Melaleuca spectabilis is a plant in the myrtle family, Myrtaceae, and is endemic to the south-west of Western Australia. It was formerly known as a subspecies of Melaleuca longistaminea. It is a low, prickly shrub with yellow or lime-green flowers in spring and early summer.

==Description==
Melaleuca spectabilis is a spreading or prostrate shrub growing to about 2 m tall with branches and leaves that are glabrous when mature. Its leaves are arranged alternately, 4.5-13.5 mm long and 3-11.5 mm wide, heart-shaped with a sharp point on the end and with at least the lower part of the leaf pressed against the stem.

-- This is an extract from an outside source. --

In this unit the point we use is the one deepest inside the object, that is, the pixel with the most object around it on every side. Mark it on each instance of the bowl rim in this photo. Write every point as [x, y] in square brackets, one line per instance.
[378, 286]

The flowers are yellow to lime-green and arranged in heads on the sides of the branches. Each head contains 5 to 15 individual flowers and is up to 45 mm in diameter. The petals are 4.5-6.5 mm long (compared to 3-3.7 mm in M. longistaminea) and fall off as the flowers mature. The stamens are arranged in five bundles around the flowers and there are 9 to 24 stamens per bundle. The flowering period is from August to late November and is followed by fruit which are woody capsules 3.5-6.5 mm long with teeth around the edges and in clusters along the branches.

==Taxonomy and naming==
Melaleuca longistaminea subsp. spectabilis was first described in 1999 by Bryan Barlow and Lyndley Craven in Australian Systematic Botany. It was raised to species status in 2010 by Craven, Lepschi and Cowley in Nuytsia. The specific epithet (spectabilis) is a Latin word meaning "notable", "showy" or "remarkable" referring to the showy flowers

==Distribution and habitat==
This melaleuca occurs in the Geraldton and Ajana districts in the Geraldton Sandplains biogeographic region. The plants grow in scrub and low heath in sandy or gravelly clay loam.

==Conservation==
Melaleuca spectabilis is listed as not threatened by the Government of Western Australia Department of Parks and Wildlife.